In the JavaScript world, one frequently encounters the words shim and polyfill. What are those things and what is the difference between them?

Shim. A shim is a library that brings a new API to an older environment, using only the means of that environment.

Polyfill. In October 2010, Remy Sharp blogged about the term “polyfill” [via Rick Waldron]:

A polyfill is a piece of code (or plugin) that provides the technology that you, the developer, expect the browser to provide natively. Flattening the API landscape if you will.
Thus, a polyfill is a shim for a browser API. You typically check if a browser supports an API and load a polyfill if it doesn’t. That allows you to use the API in either case. The term polyfill comes from a home improvement product (quoting Remy Sharp):
Polyfilla is a UK product known as Spackling Paste in the US. With that in mind: think of the browsers as a wall with cracks in it.
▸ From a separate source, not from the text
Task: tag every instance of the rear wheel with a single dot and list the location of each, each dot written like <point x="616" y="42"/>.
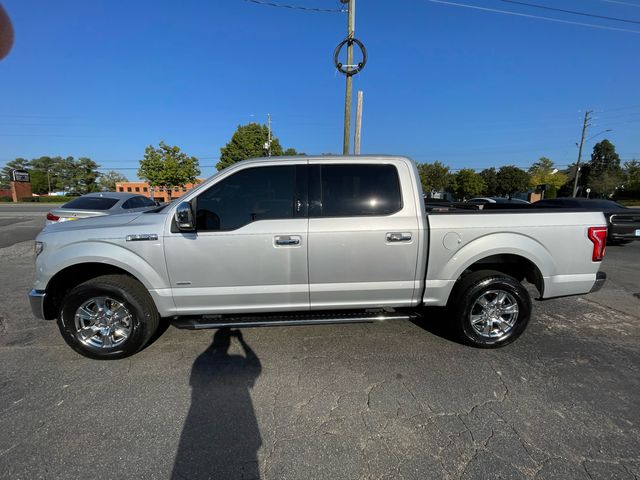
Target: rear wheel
<point x="108" y="317"/>
<point x="491" y="309"/>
These [polyfills] help smooth out the cracks and give us a nice smooth wall of browsers to work with.
Polyfilla – image from [via Paul]
Examples. Paul Irish has published a list with “HTML5 Cross Browser Polyfills”. es5-shim is an example of a (non-polyfill) shim – it retrofits ECMAScript 5 features on ECMAScript 3 engines. It is purely language-related and makes just as much sense on Node.js as it does on browsers.